Fue una herida de muerte por una estocada tendida. Con la espada de las palabras justas, el padre Aurioles lo dijo todo al darse la vuelta y mostrar al Crucificado: «Ahí lo tenéis. En la humildad de su Cruz está la humildad del pesebre». La Verdad de cada Cuaresma habita entre nosotros y se eleva en el palosanto de un bosque fundido de cera color tiniebla. Del pesebre a la cruz, Jesucristo se humilla hasta la muerte. «No abre la boca», dice Isaías, y acepta ser entregado por el Padre en manos de los pecadores permitiendo que la maldad, como también relata Mateo, determine en todo su suerte.

Ahí, «en la lengua sanguinolenta y en el vientre tan hundido que le toca la espalda», describe Santa Brígida de Suecia, reside la certeza con la que estos días se da de bruces la Hermandad de las Penas. Una lección valiosísima que va más allá del tratado estético, de la inapelable pericia del imaginero al reeditar el Laooconte sagrado que ya ensayara magistralmente Juan de Mesa en el XVII. El Cristo de Buiza es una herida de carnes abiertas, un «pathos» del Dolor, pero en su hermosa contradicción, es también una cátedra de dignidad y serenidad en el abatimiento, un templo santo, un Salvador que nos guía, todo cuanto desde su Verdad encarnada se impone frente al relativismo y la podredumbre moral.

Lo habéis ido a buscar muchas veces, nos hemos puesto su Nombre en los labios, rezándole y hasta llevándole sobre nuestros hombros. Pero no hay que engañarse: colgado de su Cruz, «desarmado leño de vela y remo», como escribiera Fray Luis de León, el Cristo de la Agonía es la huella indeleble de la derrota que anuncia en su Quinario. Es el rostro de la infamia, del oprobio más insoportable porque olvidamos contemplarlo con el alma, penetrando en el interminable caudal de sus ojos, recabando ese Amor rebosante que deja atrás la soberbia y la maledicencia. Sus manos amoratadas y sus pies enclavados son el anverso, la cara traslúcida de una evidencia incuestionable que no admite confabulaciones, la certidumbre de Quien nunca dejó de regocijarse en la Verdad, porque conoció el Amor, porque lo repartió como dijo San Pablo a los Corintios, disculpándolo todo, esperándolo todo, sin dejar de creer.
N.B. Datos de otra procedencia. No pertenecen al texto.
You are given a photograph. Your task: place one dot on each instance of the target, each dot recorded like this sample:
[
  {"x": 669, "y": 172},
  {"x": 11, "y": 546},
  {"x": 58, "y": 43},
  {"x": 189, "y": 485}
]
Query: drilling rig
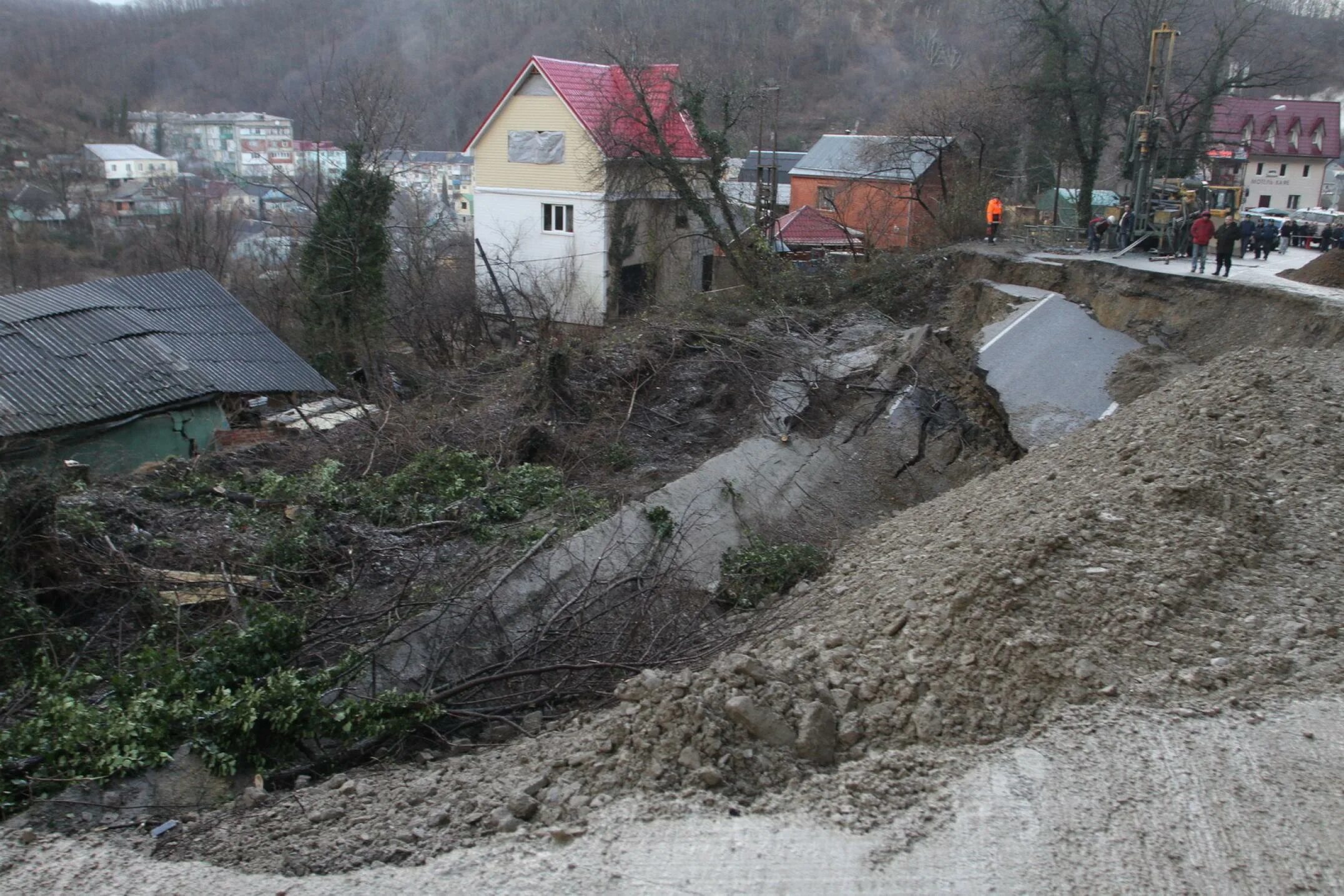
[{"x": 1145, "y": 130}]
Las hermandades, a veces, caminan por el envés, por una senda sombría salpicada de vanidad y autocomplacencia, y nos convertimos en un oxímoron, en cofradías horriblemente hermosas, preciosamente mediocres, que moribundean en la cegadora incoherencia de perseguir sin límite la augusta hermosura de sus formas descuidando por completo su médula, su axiomática y legítima razón de ser. Por eso, las palabras del celebrante también nos recordaron aquellas otras de Francisco cuando se dirigió a la comunidad universitaria del Salvador en Argentina. Jesús en el pesebre y en la Cruz nos evoca la imagen de dos actitudes humanas que son también divinas: humildad y servicio; sin ellas «ninguna familia y ninguna institución puede crecer y realizarse».

La sentencia del cura tronó como un cañonazo: «Ahí lo tenéis». Y el acero se hundió «hasta la bola». Tras el cárdeno pigmento de la policromía. Tras la idólatra visión en las calles con claveles, cornetas y tambores. Tras todo eso hallaremos el susurro del Hombre que te habla al corazón y descifraremos el Poder de la Cruz que, además de martirio, es símbolo de la Justicia de Dios porque, a través del Hijo, el Padre nos devuelve al camino de la verdad y el bien.

No es ripio, es convencimiento. Cuando llegue lo que es perfecto, dice San Pablo, cuando lleguemos a verlo no con los ojos sino con el corazón, cesará lo que es imperfecto. Y está ahí, tan cerca pero a su vez tan lejos. Porque es Ese mismo a quien rezáis, el Cristo de la Agonía. La Verdad del Amor de Dios.